The ABH antigens are membrane bound glycolipids. All ABH antigens have type 2 precursors that are chains linked by a 1,4 linkage. To have an A antigen, the H antigen MUST be present. Same with the B antigen, but absence of the A and B antigens with the H antigen present is considered type “O”. The ABO genes are located on chromosome #9 and there are 4 major alleles; A1, A2, B and O. A1 is codominant with B. A2 is recessive to A1, but also codominant with B. O is recessive to all other alleles. The H gene is located on chromosome #19 and there are 2 alleles that can be expressed. H encodes for fucosyltransferase, and “h” is an amorph. Individuals that have the phenotype “hh” are considered to have the bombay phenotype and are extremely rare. These individuals will not produce the H antigen, therefore there are no A or B antigens as well. It doesn’t matter if the genes for the A and B antigens are present, without the H antigen, there can be no A or B antigen production.

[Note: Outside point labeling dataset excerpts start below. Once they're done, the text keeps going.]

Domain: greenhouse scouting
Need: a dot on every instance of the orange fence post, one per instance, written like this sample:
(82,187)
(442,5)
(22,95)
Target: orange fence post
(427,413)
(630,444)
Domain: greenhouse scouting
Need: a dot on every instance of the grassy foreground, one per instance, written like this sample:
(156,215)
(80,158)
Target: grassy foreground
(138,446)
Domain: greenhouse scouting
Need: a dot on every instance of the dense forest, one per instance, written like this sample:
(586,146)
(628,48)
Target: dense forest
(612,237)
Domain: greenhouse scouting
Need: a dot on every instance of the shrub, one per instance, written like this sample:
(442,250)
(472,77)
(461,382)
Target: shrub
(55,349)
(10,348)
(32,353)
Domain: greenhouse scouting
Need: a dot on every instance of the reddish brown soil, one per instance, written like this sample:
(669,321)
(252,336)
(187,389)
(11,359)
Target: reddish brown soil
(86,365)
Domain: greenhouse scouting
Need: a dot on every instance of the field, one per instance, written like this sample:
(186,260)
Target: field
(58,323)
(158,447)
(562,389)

ABO antibodies are primarily IgM that react at room temperature and sometimes at 37 degrees celsius. The antibodies follow Landsteiners law which states an individual possesses antibodies to ABO antigens that are absent from their own cells. As mentioned above, the forward and reverse grouping should agree. If there is a discrepancy there is further testing that can be done to distinguish the problem. Discrepancies can be found in a previous article written titled “ABO discrepancies”. One such test is called the anti-A1 lectin test. 1-8% of A2 individuals will develop anti-A1, although not clinically significant, it can cause discrepancies. Lectin is a plant seed extract that agglutinates specific human cells. It agglutinates to A1 cells, but not A2 cells. Its possible to use this test to help resolve discrepancies.